„Das Schicksal hat es gut mit mir gemeint“
Heute wird Johann Wugeditsch 103. Seit über fünf Jahren ist er Herbrechtingens ältester Einwohner.
Im engsten Familienkreis begeht Johann Wugeditsch seinen 103. Geburtstag. Bereits seit seinem 98. Lebensjahr ist Wugeditsch der älteste Einwohner der Kernstadt Herbrechtingen. Zu den Gratulanten am 15. Februar gehören sein einziger Sohn Hans und seine beiden Enkel. Den 100. Geburtstag hat die Familie Wugeditsch noch im großen Rahmen gefeiert. Da kamen sämtliche Verwandte nach Herbrechtingen, um mit dem Jubilar anzustoßen. Auch heute noch ist es ihm vergönnt, in seinen eigenen vier Wänden auf der Hohen Wart zu wohnen – mit entsprechender Haushaltshilfe und täglichen Besuchen des Sohnes – und sich guter Gesundheit zu erfreuen.
Sehr gutes Gedächtnis
Lediglich die typischen Gebrechen des Alters bereiten ihm inzwischen Schwierigkeiten, so Wugeditsch. Doch noch mit um die 100 Jahren war er drauf und dran, im Garten – sein liebstes Refugium
– auf die Leiter zu steigen, um seine Obstbäume zu pflegen. „Das konnte ich ihm zum Glück ausreden“, erzählt der 78-jährige Sohn lachend. Selbst wenn der Körper seines Vaters ihn bisweilen im Stich lässt, sein Geist tut dies mitnichten. Dank seines ausgezeichneten Gedächtnisses kann er sich noch an weit zurückliegende Geschehnisse erinnern und diese mit Namen, Jahreszahlen und manchmal sogar mit einer Uhrzeit in Verbindung bringen.

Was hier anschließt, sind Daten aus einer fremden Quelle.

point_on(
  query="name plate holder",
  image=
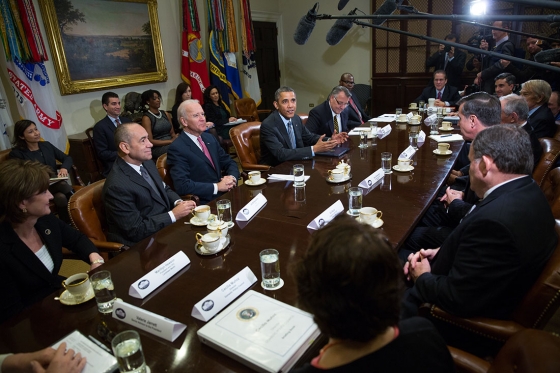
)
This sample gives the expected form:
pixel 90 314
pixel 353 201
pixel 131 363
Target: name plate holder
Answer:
pixel 217 300
pixel 156 277
pixel 147 321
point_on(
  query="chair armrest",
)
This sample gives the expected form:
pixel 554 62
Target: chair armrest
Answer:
pixel 468 363
pixel 499 330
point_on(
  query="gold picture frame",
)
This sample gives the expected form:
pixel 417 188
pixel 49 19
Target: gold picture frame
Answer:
pixel 105 44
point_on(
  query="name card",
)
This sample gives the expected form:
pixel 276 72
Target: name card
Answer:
pixel 250 209
pixel 147 321
pixel 326 216
pixel 407 153
pixel 372 179
pixel 150 282
pixel 384 132
pixel 224 295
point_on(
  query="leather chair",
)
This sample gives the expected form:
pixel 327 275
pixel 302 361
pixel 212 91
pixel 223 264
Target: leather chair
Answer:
pixel 534 311
pixel 528 351
pixel 87 212
pixel 246 108
pixel 246 139
pixel 551 154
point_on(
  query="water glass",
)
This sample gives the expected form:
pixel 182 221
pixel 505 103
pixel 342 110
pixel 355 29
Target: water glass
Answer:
pixel 104 291
pixel 270 268
pixel 354 200
pixel 224 212
pixel 128 351
pixel 299 175
pixel 386 158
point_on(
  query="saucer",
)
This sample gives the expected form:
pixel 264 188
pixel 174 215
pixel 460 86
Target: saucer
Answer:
pixel 378 222
pixel 200 223
pixel 69 300
pixel 224 241
pixel 403 169
pixel 260 182
pixel 345 178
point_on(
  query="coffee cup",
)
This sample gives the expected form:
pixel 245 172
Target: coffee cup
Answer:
pixel 202 212
pixel 369 215
pixel 336 174
pixel 209 241
pixel 443 147
pixel 255 176
pixel 219 227
pixel 78 285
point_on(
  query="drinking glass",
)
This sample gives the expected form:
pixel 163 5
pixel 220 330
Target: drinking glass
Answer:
pixel 354 200
pixel 104 291
pixel 128 351
pixel 270 268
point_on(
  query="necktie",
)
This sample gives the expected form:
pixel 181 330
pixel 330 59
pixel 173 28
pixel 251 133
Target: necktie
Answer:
pixel 205 151
pixel 356 110
pixel 335 120
pixel 148 179
pixel 291 134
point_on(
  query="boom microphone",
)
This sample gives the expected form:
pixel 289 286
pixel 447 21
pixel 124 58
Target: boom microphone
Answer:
pixel 306 25
pixel 342 4
pixel 340 29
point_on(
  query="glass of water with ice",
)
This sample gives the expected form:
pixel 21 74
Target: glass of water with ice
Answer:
pixel 128 351
pixel 270 268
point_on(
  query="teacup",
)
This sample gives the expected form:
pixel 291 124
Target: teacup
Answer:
pixel 443 147
pixel 369 215
pixel 255 176
pixel 218 227
pixel 336 175
pixel 202 212
pixel 209 241
pixel 78 285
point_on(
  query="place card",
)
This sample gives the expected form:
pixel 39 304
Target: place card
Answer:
pixel 151 281
pixel 383 132
pixel 326 216
pixel 210 305
pixel 148 321
pixel 372 179
pixel 250 209
pixel 407 153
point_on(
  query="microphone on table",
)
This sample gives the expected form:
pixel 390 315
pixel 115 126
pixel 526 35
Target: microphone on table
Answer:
pixel 306 25
pixel 340 29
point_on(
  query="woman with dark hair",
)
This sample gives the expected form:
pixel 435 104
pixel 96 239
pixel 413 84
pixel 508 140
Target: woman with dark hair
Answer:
pixel 350 279
pixel 157 123
pixel 31 238
pixel 28 145
pixel 216 112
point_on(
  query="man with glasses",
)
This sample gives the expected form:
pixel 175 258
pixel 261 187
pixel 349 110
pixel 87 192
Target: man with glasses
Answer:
pixel 330 117
pixel 356 115
pixel 196 159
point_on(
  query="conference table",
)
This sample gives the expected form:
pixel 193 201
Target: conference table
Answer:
pixel 281 224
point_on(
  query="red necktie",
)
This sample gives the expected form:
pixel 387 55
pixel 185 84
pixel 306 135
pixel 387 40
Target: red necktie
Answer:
pixel 205 151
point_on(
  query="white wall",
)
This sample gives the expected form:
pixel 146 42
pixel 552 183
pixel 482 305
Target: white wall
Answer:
pixel 312 70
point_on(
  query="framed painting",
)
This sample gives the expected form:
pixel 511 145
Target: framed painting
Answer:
pixel 101 44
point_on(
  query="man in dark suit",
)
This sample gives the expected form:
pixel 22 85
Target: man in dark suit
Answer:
pixel 356 115
pixel 450 60
pixel 284 137
pixel 444 94
pixel 330 117
pixel 198 164
pixel 490 261
pixel 137 202
pixel 103 131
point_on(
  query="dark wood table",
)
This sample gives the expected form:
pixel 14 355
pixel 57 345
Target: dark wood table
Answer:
pixel 280 225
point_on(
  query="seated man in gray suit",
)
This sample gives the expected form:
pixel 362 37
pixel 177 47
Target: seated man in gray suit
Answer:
pixel 283 136
pixel 137 201
pixel 330 117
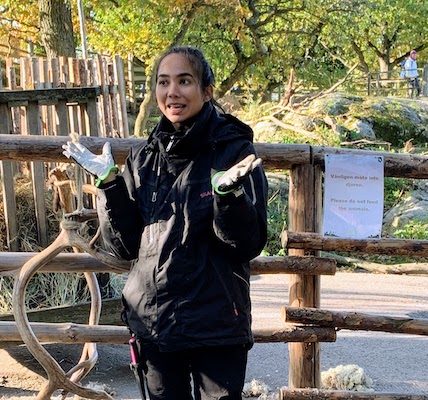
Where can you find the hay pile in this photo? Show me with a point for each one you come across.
(45, 289)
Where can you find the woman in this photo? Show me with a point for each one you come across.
(190, 210)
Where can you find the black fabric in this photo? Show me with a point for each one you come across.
(217, 372)
(189, 284)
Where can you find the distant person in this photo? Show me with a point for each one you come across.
(412, 75)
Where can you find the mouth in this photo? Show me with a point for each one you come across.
(175, 107)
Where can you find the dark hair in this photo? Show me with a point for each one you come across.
(204, 73)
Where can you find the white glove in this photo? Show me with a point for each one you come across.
(227, 181)
(98, 165)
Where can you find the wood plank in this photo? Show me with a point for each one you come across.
(91, 107)
(304, 291)
(355, 321)
(61, 113)
(50, 96)
(123, 116)
(275, 156)
(10, 262)
(387, 246)
(71, 332)
(38, 177)
(7, 184)
(104, 103)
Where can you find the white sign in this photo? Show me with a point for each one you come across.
(353, 196)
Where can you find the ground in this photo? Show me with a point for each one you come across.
(396, 363)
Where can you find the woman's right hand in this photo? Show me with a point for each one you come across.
(101, 166)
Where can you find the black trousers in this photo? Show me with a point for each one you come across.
(214, 372)
(414, 87)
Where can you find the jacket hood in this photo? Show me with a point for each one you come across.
(206, 128)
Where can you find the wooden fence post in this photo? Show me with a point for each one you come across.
(304, 211)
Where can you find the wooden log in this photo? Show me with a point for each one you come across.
(293, 265)
(292, 333)
(274, 155)
(50, 96)
(10, 262)
(320, 394)
(7, 185)
(355, 321)
(388, 246)
(49, 149)
(397, 165)
(69, 332)
(304, 290)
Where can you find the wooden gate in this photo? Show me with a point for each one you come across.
(55, 98)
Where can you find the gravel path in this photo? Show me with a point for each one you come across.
(395, 363)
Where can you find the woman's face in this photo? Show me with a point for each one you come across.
(178, 91)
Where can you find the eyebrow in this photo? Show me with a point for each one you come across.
(183, 74)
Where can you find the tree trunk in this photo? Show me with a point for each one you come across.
(57, 28)
(146, 106)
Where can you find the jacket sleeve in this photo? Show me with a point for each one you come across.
(241, 222)
(120, 221)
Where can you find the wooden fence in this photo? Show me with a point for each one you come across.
(55, 98)
(305, 326)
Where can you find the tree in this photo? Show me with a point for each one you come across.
(57, 28)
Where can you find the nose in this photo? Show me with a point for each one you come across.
(173, 90)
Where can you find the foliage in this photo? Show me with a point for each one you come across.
(394, 190)
(277, 212)
(413, 230)
(250, 44)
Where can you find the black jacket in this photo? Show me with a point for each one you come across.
(189, 283)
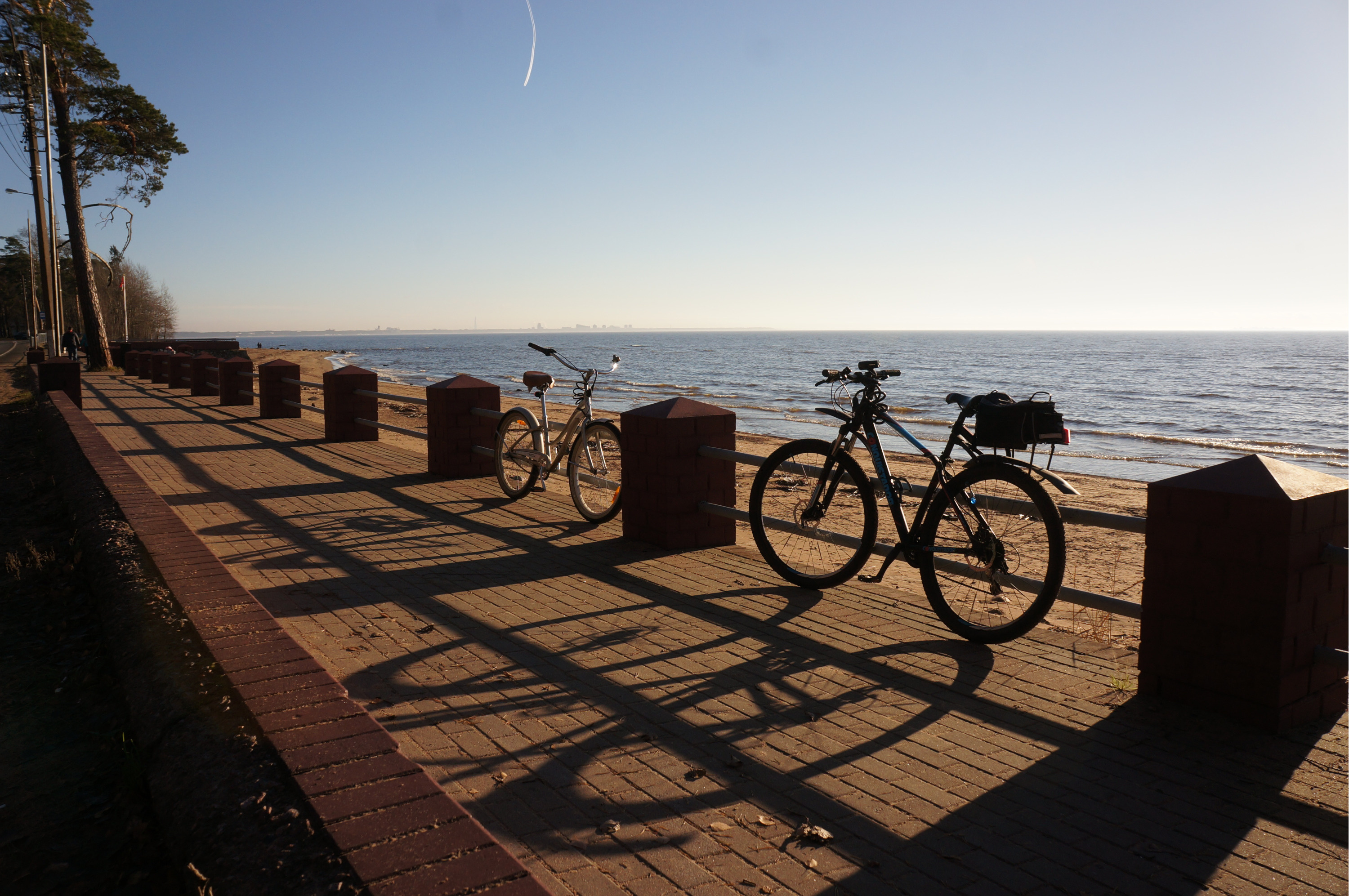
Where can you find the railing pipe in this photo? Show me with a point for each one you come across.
(390, 397)
(375, 424)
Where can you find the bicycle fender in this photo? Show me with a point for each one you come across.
(1053, 478)
(833, 412)
(529, 416)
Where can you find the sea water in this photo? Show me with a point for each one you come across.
(1140, 405)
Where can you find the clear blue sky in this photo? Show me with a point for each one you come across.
(798, 165)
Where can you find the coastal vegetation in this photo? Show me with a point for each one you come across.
(102, 129)
(150, 308)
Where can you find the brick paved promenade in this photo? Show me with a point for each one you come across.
(554, 678)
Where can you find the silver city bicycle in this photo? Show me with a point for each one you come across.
(593, 449)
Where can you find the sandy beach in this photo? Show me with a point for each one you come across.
(1100, 561)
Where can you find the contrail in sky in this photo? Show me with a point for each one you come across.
(533, 44)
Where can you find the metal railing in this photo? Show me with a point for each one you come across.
(1332, 656)
(375, 424)
(1123, 523)
(392, 397)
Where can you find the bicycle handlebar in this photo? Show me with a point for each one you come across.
(554, 352)
(856, 375)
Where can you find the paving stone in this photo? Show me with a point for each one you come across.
(555, 647)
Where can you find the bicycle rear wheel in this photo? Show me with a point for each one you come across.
(992, 575)
(821, 547)
(520, 443)
(595, 472)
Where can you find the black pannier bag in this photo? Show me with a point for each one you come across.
(1001, 423)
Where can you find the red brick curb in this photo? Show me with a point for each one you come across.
(397, 829)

So kann er sich noch sehr gut entsinnen, dass der Zug, der ihn, seine Frau Hermine und seinen knapp zweijährigen Sohn von seinem Geburtsland Ungarn nach Herbrechtingen deportierte, am 6. Mai 1946 um 11 Uhr nachts losfuhr. Fünf Tage hatte die Reise für die Wugeditschs und viele weitere Ungarndeutsche gedauert. „So schlimm es damals war, ausgewiesen zu werden, so hätte uns doch nichts Besseres passieren können“, sagt er rückblickend. Denn in der neuen Heimat konnte es jemand mit seinen handwerklichen und technischen Talenten und mit seinem Arbeitseifer beruflich wie privat weit bringen, wie er am eigenen Leib festgestellt hat.
In Ungarn geboren
Doch von vorne. Johann Wugeditsch kam 1920 bei Ödenburg nahe der österreichischen Grenze zur Welt. Als Jüngster von sieben Geschwistern durfte er das Gymnasium besuchen. „Die Schulzeit war für mich die schönste Zeit“, so Wugeditsch. Er machte eine Ausbildung zum Dreher, nahm 1941 Hermine Adler zur Frau, mit der er 75 Jahre bis zu ihrem Tod 2018 verheiratet war. Während des Zweiten Weltkrieges arbeitete Wugeditsch eine Zeit lang in Hamburg für die Rüstungsindustrie, es gelang ihm aber, um den Kriegseinsatz herumzukommen.
Nach dem Krieg fing die Familie ein neues Leben in Mergelstetten an, wo Wugeditsch bei Zoeppritz eine Anstellung fand. „Wir fühlten uns schnell heimisch.“
Mit dem Wechsel zu Osram verlegte die Familie Mitte der 60erjahre auch ihren Lebensmittelpunkt nach Herbrechtingen. Durch sein Know-how und seine Arbeitseinstellung hatte er bei seinen Vorgesetzten und Kollegen stets einen Stein im Brett. Bei Osram fühlte sich Wugeditsch am wohlsten, umso mehr bekümmert
es ihn, wie sich der Lampenhersteller seit seinem Ruhestand entwickelt hat.
Doch der 103-Jährige ist kein Kind von Traurigkeit. Warum denn auch: „Das Schicksal hat es gut mit mir gemeint.“Seinen 105. Geburtstag will Wugeditsch wieder in größerer Runde feiern.